While the Afghan forces fought back and regained ground and a bit of the momentum, Dunford said the Taliban will mount another assault next summer.
“If we have a good political transition, that will propel the Afghan forces into 2015,” said Dunford, who is becoming the next commandant of the Marine Corps.
That smooth transition in Afghanistan, however, is still in doubt.
The April 6 voting to elect a successor to President Hamid Karzai resulted in a runoff between former Foreign Minister Abdullah Abdullah and ex-Finance Minister Ashraf Ghani Ahmadzai.
Abdullah received the most votes in the first round but failed to get enough to win. Ghani Ahmadzai appeared to be ahead in the runoff but both men have claimed fraud, and Abdullah is now threatening to pull out of the election audit.
If the dispute drags on, and there is no Afghan leader to sign a key U.S. security agreement, all American forces will be withdrawn at the end of this year.

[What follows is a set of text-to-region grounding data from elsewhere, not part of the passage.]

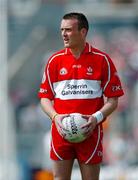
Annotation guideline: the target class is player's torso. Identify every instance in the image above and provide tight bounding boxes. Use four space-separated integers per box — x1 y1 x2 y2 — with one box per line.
50 52 104 114
52 53 103 100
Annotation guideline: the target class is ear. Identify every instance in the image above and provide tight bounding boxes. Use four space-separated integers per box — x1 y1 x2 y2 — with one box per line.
81 28 87 37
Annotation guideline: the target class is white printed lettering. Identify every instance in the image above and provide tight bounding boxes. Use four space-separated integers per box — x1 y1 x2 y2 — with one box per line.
53 79 102 100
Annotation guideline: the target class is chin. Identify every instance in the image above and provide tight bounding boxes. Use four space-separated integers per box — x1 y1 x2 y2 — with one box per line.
64 43 70 48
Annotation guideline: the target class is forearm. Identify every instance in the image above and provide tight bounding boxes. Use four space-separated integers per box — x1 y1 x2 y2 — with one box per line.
99 97 118 119
92 97 118 124
40 98 57 119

Such a withdrawal would disrupt ongoing U.S. efforts to advise and equip the Afghan military. And it could demoralize the Afghan forces and fuel the Taliban’s fight.
Gen. Martin Dempsey, chairman of the Joint Chiefs of Staff, said the development of the Afghan forces has been very positive, particularly during the two elections this year. He said they are being challenged in the south, and also are working on developing the critical budget, procurement and logistic systems.

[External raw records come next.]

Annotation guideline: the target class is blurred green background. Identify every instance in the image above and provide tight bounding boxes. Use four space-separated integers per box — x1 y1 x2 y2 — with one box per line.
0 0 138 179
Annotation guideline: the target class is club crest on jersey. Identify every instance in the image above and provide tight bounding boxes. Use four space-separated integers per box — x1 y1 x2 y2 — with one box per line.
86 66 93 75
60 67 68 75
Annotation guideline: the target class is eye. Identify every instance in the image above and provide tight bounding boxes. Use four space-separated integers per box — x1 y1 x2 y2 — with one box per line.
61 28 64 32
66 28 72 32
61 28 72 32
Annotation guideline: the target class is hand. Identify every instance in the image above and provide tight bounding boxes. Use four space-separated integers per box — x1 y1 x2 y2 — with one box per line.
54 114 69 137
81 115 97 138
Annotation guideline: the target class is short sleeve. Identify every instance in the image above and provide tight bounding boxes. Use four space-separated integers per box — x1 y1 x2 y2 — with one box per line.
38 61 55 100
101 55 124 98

“The way to gauge their success and progress is whether they can react to the challenges that they face – even if it means the occasional tactical defeat … and then organize their efforts to reclaim” territory lost to the insurgents, said Dempsey, who was in Afghanistan to meet with his military leaders as Dunford turned over the command to Campbell.
Campbell agreed that the political disarray may have an impact on the Afghan fighting force. In an interview at his headquarters Tuesday, he said he planned to evaluate what impact the election stalemate has had on the military transition and the effort to draw down and redistribute the U.S. forces. He said he wanted to determine whether the political problems have delayed the Afghans’ progress and if any adjustments must be made.
Others suggest that even if the politics settle down and the agreement is signed, Campbell would still face some difficult challenges, including a troop withdrawal plan outlined by President Barack Obama that would leave about 9,800 U.S. military personnel in Afghanistan at the end of this year, half that by the end of 2015 and just 1,000 in a security office there after 2016.
James Stavridis, former top NATO commander and the dean of the Fletcher School of Law and Diplomacy at Tufts University, said Campbell will have to maintain the confidence of the Afghan security forces during the transition, ensuring that the Taliban doesn’t establish a territorial foothold.
He said it was a mistake for the administration to be so definitive about the 2016 date for a full troop withdrawal, saying events on the ground should govern when the U.S. should depart. “It does nothing but give hope to the Taliban,” he said.
Stephen Biddle, a professor of international affairs at George Washington University, said the dwindling number of American troops will translate into less U.S. influence over the country as it moves forward.
Dunford remains optimistic, believing the election stalemate will be settled, the security agreement signed and the effort to advise and equip the Afghan forces will continue. He said the U.S. intends next year to deliver 200 mine-resistant armored vehicles to the Afghans, along with new helicopters, 30 aircraft for the special operations forces and other equipment and training to counter roadside bombs.
The Taliban, he said, may well underestimate the force they will see next year.